The College Sports Commission reported $355 million in name, image, and likeness deals cleared through NIL Go since the clearinghouse launched in June 2025. Another $89 million sits in review.
The clearinghouse model—voluntary submission, third-party vetting, fast-track approval for compliant deals—was pitched as infrastructure to prevent another round of NCAA investigations and booster scandals. Seven months in, the volume says schools are using it. The question is whether they're using it honestly. Compliance officers at three Power Four programs told us off the record that NIL Go gives them clean paperwork for audits but doesn't stop side deals. One athletic director called it "plausible deniability with a dashboard."
The $355 million figure includes disclosed payments across football, basketball, and Olympic sports. It does not include private collectives operating outside the system or handshake deals structured as "consulting" or "marketing" that never touch the portal. Worth noting: the SEC and Big Ten account for roughly 60% of cleared volume, according to two people familiar with the data. That tracks with recruiting spend and television money. What doesn't track is the absence of major deals from certain high-profile collectives known to be writing seven-figure checks. Either those deals are in the $89 million backlog, or they're not being submitted.
The clearinghouse works like this: athlete or representative submits deal terms, NIL Go flags conflicts with school sponsorships or NCAA amateurism rules, school compliance reviews, deal clears in 48-72 hours if clean. The $89 million in limbo suggests either complexity—equity stakes, deferred payments, international endorsements—or schools dragging their feet. One Power Four compliance staffer said his office now requires NIL Go clearance before official team media includes an athlete in branded content. That's smart. It also means the clearinghouse is becoming a chokepoint.
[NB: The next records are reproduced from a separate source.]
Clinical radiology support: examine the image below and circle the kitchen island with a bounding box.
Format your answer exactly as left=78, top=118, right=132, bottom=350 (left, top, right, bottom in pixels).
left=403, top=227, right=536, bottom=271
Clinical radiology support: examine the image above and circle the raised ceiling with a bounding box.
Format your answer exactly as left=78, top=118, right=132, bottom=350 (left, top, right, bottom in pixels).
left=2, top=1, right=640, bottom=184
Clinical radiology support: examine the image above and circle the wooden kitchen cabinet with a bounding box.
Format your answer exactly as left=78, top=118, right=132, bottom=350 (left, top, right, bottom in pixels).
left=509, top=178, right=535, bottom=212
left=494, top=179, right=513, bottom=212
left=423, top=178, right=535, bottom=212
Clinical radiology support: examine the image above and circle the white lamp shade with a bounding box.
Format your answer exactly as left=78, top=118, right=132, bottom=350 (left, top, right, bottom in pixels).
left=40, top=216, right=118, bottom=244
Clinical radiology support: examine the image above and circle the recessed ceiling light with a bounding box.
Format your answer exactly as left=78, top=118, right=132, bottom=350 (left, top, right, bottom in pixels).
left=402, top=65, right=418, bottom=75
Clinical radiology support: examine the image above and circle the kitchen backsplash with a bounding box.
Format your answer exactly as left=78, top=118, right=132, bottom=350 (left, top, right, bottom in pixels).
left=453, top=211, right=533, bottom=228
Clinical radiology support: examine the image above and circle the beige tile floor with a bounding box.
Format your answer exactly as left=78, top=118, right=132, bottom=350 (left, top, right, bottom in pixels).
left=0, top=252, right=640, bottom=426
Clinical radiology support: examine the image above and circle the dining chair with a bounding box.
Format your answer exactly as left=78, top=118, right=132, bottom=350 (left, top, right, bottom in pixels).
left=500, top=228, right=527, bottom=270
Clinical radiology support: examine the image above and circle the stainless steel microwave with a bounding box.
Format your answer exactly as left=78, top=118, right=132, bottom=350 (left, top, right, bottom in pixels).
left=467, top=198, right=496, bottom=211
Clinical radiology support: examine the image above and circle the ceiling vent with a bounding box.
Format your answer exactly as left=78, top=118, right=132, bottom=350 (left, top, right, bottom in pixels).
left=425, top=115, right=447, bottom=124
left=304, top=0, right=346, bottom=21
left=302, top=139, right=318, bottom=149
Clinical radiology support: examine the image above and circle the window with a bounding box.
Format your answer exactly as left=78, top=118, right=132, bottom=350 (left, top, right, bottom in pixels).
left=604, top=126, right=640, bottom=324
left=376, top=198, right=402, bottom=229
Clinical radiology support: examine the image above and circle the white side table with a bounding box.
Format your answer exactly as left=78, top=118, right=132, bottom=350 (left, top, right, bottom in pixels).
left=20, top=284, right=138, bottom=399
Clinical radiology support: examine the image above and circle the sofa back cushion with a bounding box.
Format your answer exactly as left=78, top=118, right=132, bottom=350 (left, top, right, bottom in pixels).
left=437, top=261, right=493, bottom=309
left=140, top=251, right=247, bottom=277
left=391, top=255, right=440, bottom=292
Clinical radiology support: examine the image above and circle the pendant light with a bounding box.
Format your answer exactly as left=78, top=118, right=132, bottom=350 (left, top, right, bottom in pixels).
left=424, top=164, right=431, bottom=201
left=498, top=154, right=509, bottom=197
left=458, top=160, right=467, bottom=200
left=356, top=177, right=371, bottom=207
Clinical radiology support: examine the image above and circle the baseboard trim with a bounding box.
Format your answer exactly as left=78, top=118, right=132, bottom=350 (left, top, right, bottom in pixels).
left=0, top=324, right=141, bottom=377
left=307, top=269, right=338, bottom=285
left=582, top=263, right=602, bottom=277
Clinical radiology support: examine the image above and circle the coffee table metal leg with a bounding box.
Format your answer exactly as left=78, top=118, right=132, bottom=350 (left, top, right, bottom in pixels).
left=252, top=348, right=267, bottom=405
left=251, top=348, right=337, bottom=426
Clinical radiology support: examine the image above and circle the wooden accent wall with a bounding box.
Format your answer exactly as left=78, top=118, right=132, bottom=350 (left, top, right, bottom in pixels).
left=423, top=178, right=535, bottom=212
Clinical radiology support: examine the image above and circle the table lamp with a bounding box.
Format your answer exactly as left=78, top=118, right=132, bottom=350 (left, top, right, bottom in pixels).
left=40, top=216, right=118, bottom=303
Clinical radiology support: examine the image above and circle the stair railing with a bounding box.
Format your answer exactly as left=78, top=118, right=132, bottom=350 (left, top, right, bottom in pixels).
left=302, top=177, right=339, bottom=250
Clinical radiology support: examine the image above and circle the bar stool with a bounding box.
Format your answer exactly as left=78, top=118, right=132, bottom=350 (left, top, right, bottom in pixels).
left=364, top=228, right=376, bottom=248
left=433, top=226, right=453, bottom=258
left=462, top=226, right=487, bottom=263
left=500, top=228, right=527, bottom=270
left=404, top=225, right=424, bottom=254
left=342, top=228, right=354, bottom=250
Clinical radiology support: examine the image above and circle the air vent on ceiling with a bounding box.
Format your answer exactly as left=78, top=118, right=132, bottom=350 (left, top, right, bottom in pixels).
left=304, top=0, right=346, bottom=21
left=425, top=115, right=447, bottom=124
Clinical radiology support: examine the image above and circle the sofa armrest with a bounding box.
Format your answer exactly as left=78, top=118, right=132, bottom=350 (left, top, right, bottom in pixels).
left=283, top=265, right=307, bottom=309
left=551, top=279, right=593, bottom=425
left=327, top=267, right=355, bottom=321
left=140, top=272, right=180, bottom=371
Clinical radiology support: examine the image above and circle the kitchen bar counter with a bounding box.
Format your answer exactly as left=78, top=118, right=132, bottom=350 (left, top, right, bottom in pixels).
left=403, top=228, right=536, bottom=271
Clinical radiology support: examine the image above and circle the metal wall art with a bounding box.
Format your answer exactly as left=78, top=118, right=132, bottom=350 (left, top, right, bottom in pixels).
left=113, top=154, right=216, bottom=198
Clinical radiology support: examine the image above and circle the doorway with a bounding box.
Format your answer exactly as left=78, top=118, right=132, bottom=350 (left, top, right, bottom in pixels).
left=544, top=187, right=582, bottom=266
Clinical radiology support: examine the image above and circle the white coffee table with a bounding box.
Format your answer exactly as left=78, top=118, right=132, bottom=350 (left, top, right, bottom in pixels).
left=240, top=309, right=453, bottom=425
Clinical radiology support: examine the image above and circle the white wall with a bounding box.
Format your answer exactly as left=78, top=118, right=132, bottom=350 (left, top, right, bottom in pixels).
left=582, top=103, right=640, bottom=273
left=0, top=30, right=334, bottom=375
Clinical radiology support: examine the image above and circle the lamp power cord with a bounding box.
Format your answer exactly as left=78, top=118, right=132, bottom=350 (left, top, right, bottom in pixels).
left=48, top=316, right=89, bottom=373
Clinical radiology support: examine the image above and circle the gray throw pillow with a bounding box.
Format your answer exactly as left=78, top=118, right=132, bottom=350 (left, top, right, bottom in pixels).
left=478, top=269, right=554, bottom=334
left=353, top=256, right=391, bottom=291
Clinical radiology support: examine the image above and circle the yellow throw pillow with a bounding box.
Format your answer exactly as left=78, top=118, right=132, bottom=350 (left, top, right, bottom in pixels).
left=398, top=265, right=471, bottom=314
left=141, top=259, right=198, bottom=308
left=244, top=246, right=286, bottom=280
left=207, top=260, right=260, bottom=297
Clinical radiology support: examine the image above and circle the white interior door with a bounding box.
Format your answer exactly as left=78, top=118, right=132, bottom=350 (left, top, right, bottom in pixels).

Sponsors are watching. A brand spending $12 million annually on college sports told us they now ask schools for NIL Go receipts before renewing athlete ambassador programs. They want proof the kid isn't violating exclusivity clauses buried in someone else's sneaker deal. The clearinghouse gives them that. It also gives them a database of who's expensive. Expect bid prices to adjust.
Next milestones: March, when most football collectives renew their donor bases and spring practice rosters firm up. June, the one-year mark, when the College Sports Commission will either publish detailed analytics or stay vague to protect participating schools. If the $89 million backlog doesn't clear by then, expect questions about whether NIL Go is actually reviewing deals or rubber-stamping them. One former NCAA enforcement director now consulting for collectives told us the system only works "if schools are willing to say no." So far, they've said yes $355 million worth.